L’UGCI Reggio Emilia vuole offrire un’occasione di riflessione e dibattito, con l’aiuto di illustri relatori. Torneranno a offrire il loro contributo sulle questioni giuridiche il presidente emerito della Corte costituzionale, professor Cesare Mirabelli, ed il professor Carmelo Leotta, associato di Diritto Penale all’Università Europea di Roma e difensore del “Comitato per il no all’omicidio del consenziente” nel giudizio costituzionale, che ha portato alla pronuncia nr. 50/2022.

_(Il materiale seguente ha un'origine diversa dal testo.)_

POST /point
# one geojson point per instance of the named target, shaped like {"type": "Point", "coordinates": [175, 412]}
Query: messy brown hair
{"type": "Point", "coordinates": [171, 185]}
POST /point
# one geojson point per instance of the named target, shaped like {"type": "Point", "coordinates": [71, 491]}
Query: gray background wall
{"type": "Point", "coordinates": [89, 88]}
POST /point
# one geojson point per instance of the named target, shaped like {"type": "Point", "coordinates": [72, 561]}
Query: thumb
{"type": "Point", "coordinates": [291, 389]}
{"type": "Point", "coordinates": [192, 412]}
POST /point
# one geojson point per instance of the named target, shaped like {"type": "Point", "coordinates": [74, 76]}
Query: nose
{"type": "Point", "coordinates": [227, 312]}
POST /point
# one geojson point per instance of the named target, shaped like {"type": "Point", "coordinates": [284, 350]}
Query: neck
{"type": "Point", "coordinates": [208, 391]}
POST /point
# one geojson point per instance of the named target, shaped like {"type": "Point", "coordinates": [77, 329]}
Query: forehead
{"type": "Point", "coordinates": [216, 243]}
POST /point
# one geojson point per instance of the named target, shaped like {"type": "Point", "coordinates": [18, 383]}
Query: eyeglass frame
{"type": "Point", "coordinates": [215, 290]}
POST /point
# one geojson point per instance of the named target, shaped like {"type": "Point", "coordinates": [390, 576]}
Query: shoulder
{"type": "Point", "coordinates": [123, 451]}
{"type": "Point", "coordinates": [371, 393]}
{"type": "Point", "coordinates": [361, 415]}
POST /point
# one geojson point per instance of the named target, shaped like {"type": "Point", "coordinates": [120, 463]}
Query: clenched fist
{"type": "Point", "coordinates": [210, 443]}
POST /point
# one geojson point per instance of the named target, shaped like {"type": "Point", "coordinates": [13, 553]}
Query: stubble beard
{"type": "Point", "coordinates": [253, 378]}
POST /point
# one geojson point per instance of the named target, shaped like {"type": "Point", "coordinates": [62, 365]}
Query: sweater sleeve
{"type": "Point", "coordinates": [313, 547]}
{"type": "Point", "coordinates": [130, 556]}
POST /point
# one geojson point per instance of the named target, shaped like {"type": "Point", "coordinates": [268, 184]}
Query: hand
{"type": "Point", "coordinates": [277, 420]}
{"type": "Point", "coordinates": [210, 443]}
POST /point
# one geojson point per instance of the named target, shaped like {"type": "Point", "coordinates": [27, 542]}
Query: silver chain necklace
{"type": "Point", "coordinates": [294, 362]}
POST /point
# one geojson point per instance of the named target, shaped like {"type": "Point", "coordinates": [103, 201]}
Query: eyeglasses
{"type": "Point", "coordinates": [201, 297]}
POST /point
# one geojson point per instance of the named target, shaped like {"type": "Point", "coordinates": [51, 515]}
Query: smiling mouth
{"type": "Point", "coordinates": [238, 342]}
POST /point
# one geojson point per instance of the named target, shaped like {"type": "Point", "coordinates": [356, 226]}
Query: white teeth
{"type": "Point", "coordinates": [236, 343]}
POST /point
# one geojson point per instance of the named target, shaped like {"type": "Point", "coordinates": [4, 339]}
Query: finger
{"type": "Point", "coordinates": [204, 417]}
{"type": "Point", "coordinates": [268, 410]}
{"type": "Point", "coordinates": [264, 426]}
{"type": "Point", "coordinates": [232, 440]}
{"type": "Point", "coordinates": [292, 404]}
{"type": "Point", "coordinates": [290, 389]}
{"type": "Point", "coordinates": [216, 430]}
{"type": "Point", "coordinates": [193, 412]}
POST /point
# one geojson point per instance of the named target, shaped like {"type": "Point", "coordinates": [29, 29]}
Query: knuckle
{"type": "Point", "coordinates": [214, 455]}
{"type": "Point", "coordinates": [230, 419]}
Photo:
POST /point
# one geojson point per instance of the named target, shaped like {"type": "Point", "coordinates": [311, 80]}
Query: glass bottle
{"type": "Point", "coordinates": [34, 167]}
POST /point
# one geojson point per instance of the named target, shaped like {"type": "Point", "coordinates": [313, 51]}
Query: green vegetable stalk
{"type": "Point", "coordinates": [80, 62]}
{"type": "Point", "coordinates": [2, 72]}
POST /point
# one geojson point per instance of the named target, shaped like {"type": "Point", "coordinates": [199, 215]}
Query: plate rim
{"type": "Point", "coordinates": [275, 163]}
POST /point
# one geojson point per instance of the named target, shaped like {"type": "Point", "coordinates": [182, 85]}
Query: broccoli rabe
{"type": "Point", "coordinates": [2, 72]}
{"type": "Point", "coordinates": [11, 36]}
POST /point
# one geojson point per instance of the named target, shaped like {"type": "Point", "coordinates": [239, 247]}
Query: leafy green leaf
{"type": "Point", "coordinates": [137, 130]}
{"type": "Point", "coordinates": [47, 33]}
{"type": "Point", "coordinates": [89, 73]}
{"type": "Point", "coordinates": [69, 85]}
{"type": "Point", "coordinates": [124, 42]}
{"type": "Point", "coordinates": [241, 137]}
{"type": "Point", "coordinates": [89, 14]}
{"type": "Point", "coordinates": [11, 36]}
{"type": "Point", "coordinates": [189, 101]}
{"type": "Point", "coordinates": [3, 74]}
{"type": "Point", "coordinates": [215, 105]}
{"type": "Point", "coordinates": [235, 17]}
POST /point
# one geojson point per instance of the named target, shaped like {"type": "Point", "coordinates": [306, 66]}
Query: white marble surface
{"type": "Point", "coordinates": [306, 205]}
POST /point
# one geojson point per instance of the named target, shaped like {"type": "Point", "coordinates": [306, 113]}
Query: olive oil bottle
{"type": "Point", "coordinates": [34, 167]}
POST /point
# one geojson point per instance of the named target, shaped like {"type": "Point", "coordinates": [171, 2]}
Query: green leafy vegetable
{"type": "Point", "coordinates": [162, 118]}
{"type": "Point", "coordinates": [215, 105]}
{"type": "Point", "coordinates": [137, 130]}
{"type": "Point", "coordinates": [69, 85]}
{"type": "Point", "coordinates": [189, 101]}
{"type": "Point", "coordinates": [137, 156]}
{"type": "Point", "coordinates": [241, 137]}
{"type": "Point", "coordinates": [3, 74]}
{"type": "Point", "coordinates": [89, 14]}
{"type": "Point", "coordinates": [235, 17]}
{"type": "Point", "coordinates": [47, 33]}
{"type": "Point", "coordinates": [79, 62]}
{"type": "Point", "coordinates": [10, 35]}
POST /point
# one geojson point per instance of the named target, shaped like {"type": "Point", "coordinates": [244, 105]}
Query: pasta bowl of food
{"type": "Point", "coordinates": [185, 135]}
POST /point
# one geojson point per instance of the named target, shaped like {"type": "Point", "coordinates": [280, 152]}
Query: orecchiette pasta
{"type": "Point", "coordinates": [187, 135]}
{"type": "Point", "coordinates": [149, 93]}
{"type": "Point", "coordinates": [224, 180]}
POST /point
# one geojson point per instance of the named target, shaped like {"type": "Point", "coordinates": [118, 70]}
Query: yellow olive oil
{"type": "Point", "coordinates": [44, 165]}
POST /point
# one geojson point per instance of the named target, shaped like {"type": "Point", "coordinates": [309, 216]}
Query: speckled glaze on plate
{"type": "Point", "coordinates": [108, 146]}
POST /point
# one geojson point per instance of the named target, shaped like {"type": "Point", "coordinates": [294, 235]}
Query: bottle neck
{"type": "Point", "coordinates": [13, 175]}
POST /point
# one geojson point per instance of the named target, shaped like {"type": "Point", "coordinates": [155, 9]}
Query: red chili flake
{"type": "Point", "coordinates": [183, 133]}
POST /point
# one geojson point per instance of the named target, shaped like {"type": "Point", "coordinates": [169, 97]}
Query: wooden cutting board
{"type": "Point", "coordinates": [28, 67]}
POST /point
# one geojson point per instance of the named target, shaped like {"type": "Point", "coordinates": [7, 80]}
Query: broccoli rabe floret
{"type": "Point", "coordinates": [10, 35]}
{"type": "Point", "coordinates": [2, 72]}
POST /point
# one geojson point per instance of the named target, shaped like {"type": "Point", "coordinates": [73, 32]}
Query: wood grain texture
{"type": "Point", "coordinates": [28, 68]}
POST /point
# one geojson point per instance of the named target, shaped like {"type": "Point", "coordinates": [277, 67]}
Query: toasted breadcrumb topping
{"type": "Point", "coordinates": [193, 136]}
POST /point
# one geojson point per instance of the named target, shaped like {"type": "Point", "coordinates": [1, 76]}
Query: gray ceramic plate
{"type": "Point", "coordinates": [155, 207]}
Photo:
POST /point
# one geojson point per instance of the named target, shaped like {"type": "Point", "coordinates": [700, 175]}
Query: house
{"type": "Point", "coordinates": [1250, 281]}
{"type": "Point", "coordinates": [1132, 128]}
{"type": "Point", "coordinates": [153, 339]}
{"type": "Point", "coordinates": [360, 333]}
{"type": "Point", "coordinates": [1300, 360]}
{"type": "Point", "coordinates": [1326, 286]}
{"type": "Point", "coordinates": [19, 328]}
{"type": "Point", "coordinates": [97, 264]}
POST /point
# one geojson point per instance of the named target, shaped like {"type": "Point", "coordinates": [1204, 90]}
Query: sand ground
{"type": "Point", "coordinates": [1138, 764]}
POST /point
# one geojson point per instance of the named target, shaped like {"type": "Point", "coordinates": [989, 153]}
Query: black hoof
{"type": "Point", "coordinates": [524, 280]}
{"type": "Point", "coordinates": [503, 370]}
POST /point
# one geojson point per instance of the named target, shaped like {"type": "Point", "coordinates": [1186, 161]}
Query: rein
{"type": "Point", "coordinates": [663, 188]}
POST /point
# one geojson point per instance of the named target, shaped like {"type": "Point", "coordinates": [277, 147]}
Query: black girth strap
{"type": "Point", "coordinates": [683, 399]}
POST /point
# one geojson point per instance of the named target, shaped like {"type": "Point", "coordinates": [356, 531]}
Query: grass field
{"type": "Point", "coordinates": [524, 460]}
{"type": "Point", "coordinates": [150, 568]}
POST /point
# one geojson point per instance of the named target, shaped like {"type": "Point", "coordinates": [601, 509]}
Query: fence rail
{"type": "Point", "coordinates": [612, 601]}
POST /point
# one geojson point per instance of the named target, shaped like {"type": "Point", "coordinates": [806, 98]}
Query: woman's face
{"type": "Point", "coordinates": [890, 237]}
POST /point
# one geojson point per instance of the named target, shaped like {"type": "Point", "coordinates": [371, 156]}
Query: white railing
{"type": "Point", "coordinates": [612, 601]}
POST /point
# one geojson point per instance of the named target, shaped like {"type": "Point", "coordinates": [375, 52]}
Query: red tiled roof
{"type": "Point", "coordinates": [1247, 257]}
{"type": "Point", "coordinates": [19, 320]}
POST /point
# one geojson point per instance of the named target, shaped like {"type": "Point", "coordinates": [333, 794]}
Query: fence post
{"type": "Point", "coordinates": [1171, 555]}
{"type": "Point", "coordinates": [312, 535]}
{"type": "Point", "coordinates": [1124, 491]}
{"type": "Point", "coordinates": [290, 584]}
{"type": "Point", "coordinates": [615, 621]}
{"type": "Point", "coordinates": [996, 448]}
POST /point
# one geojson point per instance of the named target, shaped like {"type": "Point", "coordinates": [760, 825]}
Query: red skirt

A tali interventi si aggiunge il profilo medico, con l’autorevole intervento del professor dottor Pierantonio Muzzetto, presidente dell’Ordine dei Medici di Parma e coordinatore della Consulta Deontologica Nazionale della Federazione dei Medici, nonché voce degli stessi nell’audizione parlamentare.
Avremo poi il privilegio di poter concludere i lavori con l’intervento di S.E. monsignor Giacomo Morandi, il quale illustrerà i principi della Samaritanus bonus, la cui redazione lo ha visto primario protagonista.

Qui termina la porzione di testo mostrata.